Here are some of the concrete actions that we commit to today:

Developing our own awareness and becoming more accountable around race

  • We are beginning a review of all our operational power dynamics, both internally and with our suppliers and external partners.
  • This will be led by experts in race and diversity who are people of colour who we will be accountable to
  • We will review our own decision-making processes and the unconscious biases within them, making this more transparent.
  • All of our team will undertake mandatory anti-racism, anti-oppression, and power and privilege training within the next 3 months.
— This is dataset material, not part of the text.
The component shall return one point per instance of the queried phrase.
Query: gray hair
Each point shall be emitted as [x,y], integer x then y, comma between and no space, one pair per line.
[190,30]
Diversifying our core team and volunteers

  • We commit to actively diversifying our senior leadership team
  • We will work with experts on our recruitment strategies and organisational culture so that we can recruit and retain more staff from diverse backgrounds
  • In 2020 we will create a new fund (that will be actioned once it is safe to volunteer due to COVID-19) for people of colour to improve equity in our volunteer community. Currently the demographics of volunteers we work with have been largely white, and we have reflected this is because of a range of racist barriers.
  • We will actively recruit more people within our core team with a lived experience background at all levels of our organisation

Increasing our work around Lived Experience

  • At present, 35.5% of the organisations we fund are led by leaders with lived experience. We commit to increasing this to 50% by the end of this year with more and better funding.
  • We commit to shifting the power that we hold to those with lived experience within our community from decision making, to programme design to our communications strategy

Moving from a model of charitable giving to one of social justice

  • For too long, the humanitarian sector has been characterised by imbalanced power structures and patronage. We want a board that has a true understanding of the issues and people we represent. We commit to making our board representative of the communities that we support and the places that we work.
  • We acknowledge the power dynamics of charitable giving and move to a mind-set of social justice
  • By the end of 2020, we will operate solely under the name Choose Love rather than Help Refugees. This unifying name more accurately reflects the change we want to see in the world.
  • We will continue to publicly post updates about our progress to ensure transparency and accountability.

We are committed to move forward with these new steps. If there are other ways we can be better allies, do get in touch. We will be creating a specific email address for feedback that will be monitored by an external group. We are always so grateful to the Choose Love community for letting us know when we could do better.

To everyone fighting for a just world where racism is history and all people can live equally, in safety and freedom – we stand with you, always.